Stage Read from File
Stage Write to File
Stage Read from Hive ORC File
Stage Write to Hive ORC File

Hadoop 1.x Parameters

fs.default.name: Specifies the node and port on which Hadoop runs.
For example, hdfs://152.144.226.224:9000

Hadoop 2.x Parameters

fs.defaultFS: Specifies the node and port on which Hadoop runs.
For example, hdfs://152.144.226.224:9000.

Note: It is recommended that the parameter name fs.defaultFS be used Spectrum™ Technology Platform 11 SP1 onwards.

Table 1. Properties for Read from File, Write to File, Read from Hive ORC File, and Write to Hive ORC File
Hadoop 1.x Properties	Hadoop 2.x Properties
fs.default.name Specifies the node and port on which Hadoop runs. For example, `hdfs://152.144.226.224:9000`	fs.defaultFS Specifies the node and port on which Hadoop runs. For example, `hdfs://152.144.226.224:9000`. Note: We recommend that the parameter name fs.defaultFS be used for Spectrum™ Technology Platform 11 SP1 onwards.

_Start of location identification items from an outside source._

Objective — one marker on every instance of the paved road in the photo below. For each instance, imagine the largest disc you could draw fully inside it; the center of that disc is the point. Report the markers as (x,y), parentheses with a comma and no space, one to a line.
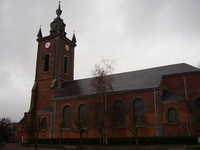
(19,147)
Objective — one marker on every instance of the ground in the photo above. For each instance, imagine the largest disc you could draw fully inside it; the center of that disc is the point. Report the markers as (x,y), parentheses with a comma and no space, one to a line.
(157,147)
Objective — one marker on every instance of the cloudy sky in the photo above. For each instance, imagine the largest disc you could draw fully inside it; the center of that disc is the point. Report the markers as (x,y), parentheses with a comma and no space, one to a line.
(139,34)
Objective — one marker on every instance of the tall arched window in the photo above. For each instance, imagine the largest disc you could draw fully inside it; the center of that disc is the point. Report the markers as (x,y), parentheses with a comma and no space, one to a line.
(82,112)
(46,63)
(197,111)
(44,123)
(118,114)
(172,115)
(67,117)
(65,64)
(197,105)
(98,115)
(138,114)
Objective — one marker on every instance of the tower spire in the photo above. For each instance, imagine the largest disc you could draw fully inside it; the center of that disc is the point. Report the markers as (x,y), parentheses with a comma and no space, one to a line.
(74,38)
(39,35)
(58,11)
(58,26)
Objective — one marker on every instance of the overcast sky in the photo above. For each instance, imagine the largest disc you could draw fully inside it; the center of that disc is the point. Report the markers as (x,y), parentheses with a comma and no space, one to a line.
(139,34)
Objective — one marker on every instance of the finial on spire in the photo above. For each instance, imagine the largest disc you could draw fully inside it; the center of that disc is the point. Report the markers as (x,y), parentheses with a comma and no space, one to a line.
(58,11)
(58,26)
(39,35)
(74,38)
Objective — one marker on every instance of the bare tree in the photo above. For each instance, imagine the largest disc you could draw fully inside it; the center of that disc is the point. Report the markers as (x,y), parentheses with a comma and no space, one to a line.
(101,84)
(80,126)
(4,129)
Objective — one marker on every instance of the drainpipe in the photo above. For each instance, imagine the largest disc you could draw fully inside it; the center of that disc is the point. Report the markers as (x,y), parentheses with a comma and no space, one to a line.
(187,108)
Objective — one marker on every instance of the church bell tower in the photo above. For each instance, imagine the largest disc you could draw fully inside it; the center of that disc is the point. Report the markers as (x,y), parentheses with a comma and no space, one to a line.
(54,64)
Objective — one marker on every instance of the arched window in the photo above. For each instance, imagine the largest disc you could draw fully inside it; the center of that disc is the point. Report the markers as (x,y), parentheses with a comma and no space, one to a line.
(82,112)
(138,115)
(46,63)
(67,117)
(197,105)
(98,115)
(197,111)
(44,123)
(172,116)
(118,114)
(65,64)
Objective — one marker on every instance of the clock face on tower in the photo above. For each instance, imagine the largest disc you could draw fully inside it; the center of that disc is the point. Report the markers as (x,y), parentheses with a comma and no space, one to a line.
(47,45)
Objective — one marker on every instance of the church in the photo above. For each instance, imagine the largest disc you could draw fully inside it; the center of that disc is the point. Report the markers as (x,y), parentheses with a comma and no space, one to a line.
(168,96)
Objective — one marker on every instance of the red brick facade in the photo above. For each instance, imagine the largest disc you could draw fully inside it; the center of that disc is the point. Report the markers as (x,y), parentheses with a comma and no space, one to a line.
(168,106)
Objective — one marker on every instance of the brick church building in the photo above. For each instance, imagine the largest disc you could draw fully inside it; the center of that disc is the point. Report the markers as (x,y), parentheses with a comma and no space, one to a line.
(169,96)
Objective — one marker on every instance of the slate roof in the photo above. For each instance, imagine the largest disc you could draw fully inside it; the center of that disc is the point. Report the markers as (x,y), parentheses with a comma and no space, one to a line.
(46,110)
(135,80)
(170,96)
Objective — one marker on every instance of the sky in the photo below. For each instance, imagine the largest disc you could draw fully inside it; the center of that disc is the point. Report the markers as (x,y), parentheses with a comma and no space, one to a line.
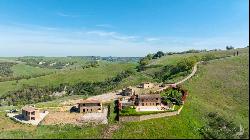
(120,27)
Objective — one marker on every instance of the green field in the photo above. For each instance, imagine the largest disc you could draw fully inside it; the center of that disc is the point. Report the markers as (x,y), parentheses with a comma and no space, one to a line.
(219,86)
(69,76)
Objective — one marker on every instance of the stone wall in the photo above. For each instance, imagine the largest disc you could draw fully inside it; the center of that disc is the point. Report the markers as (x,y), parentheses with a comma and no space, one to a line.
(147,117)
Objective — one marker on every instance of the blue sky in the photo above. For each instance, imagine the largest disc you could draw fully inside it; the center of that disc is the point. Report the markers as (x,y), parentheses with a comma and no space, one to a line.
(120,27)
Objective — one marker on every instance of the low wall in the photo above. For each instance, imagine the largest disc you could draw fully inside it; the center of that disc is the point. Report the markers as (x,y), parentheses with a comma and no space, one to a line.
(147,117)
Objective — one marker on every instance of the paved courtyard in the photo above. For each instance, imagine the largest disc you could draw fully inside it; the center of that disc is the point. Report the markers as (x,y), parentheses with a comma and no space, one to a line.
(19,118)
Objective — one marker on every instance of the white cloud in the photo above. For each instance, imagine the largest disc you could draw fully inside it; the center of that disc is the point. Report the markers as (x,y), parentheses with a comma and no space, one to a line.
(19,41)
(67,15)
(105,25)
(152,39)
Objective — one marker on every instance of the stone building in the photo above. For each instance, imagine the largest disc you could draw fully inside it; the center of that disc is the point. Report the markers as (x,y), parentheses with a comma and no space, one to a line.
(30,113)
(127,92)
(148,100)
(90,105)
(146,85)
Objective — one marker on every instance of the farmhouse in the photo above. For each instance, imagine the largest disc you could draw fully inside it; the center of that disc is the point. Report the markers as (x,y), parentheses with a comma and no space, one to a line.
(146,85)
(30,113)
(148,100)
(127,92)
(90,105)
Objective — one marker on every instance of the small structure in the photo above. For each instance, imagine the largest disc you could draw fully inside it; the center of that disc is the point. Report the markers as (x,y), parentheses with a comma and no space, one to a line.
(148,100)
(146,85)
(126,101)
(90,105)
(127,92)
(30,113)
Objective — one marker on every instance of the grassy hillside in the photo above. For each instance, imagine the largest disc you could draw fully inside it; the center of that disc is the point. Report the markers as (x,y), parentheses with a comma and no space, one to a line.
(69,76)
(26,70)
(220,86)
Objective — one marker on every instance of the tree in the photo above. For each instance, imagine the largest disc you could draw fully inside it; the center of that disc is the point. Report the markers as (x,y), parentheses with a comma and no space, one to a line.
(229,47)
(149,56)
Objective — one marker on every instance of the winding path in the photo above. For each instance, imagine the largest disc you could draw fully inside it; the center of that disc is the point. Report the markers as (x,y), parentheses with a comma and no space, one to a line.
(111,95)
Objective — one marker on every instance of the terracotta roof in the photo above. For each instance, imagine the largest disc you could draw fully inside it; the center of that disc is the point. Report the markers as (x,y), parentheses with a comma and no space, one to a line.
(89,101)
(150,96)
(28,109)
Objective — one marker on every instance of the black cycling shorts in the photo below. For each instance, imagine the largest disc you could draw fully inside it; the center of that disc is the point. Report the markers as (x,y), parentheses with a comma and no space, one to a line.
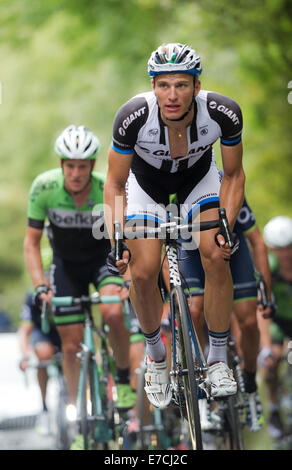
(73,279)
(241,265)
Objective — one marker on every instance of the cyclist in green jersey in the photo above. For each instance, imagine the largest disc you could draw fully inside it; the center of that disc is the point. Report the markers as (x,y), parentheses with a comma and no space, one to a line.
(278,238)
(67,196)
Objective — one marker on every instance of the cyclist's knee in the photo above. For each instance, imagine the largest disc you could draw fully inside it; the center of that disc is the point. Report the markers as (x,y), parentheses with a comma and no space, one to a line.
(248,324)
(70,349)
(114,318)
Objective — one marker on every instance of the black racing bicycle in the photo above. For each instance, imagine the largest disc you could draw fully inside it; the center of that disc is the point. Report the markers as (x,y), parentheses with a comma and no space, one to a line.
(188,365)
(95,398)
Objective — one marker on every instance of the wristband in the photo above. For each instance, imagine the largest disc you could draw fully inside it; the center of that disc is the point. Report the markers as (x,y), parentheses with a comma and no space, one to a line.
(41,289)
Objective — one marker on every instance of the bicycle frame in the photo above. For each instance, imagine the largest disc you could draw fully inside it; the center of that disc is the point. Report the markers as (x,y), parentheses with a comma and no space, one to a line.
(89,368)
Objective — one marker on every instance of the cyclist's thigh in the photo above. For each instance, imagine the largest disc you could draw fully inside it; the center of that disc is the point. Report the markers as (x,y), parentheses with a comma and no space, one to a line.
(243,273)
(191,268)
(42,344)
(145,205)
(145,259)
(202,204)
(69,279)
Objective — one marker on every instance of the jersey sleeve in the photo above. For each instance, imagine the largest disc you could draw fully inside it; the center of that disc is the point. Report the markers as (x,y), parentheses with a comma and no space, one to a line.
(128,120)
(37,206)
(246,220)
(227,113)
(26,310)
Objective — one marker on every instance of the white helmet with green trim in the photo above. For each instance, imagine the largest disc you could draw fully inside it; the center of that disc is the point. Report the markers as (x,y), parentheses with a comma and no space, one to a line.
(278,232)
(174,58)
(77,143)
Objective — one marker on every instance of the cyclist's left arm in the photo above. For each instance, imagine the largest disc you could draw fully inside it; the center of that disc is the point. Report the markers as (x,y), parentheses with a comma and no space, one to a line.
(232,186)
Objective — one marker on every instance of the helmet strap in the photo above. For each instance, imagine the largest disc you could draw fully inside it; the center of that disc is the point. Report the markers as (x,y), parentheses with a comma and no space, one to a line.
(186,113)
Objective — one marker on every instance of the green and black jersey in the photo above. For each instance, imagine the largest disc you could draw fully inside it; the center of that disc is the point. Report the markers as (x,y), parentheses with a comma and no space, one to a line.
(71,229)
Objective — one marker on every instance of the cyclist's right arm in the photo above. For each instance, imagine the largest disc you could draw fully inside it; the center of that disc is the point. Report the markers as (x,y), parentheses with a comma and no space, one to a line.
(32,243)
(115,195)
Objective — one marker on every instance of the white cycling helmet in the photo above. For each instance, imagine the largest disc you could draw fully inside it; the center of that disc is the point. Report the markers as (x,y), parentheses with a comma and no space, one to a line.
(77,143)
(174,58)
(278,232)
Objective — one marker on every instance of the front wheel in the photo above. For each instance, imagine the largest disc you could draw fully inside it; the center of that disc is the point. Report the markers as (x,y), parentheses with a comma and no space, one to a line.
(187,366)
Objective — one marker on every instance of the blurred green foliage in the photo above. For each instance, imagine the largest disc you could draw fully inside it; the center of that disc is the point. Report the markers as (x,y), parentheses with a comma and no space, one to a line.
(68,61)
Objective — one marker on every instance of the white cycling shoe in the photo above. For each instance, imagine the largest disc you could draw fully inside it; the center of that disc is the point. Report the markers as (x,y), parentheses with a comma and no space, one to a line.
(222,380)
(157,386)
(210,421)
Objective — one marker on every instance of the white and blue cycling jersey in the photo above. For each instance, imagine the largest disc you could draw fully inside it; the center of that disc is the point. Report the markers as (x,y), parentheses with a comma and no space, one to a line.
(139,130)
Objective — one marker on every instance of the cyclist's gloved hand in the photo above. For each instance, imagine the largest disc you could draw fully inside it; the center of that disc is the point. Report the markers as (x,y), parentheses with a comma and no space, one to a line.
(269,310)
(111,260)
(43,289)
(234,238)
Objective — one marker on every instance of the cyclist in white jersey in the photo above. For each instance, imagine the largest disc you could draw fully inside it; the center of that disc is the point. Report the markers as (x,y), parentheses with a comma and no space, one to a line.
(162,144)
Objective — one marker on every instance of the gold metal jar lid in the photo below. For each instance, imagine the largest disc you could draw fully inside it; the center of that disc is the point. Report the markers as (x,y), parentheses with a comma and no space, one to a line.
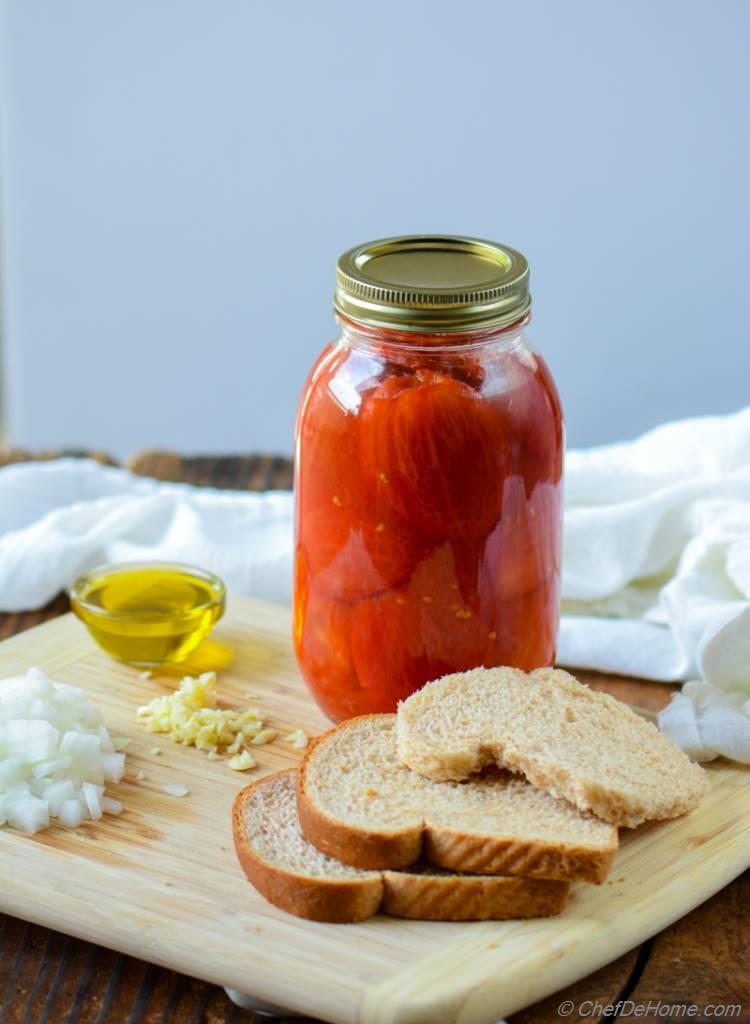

To test the connection, click Test.
Click Save.

After you have defined a connection to an HDFS cluster, it becomes available in source and sink stages in Enterprise Designer, such as Read from File and Write to File. You can select the HDFS cluster when you click Remote Machine when defining a file in a source or sink stage.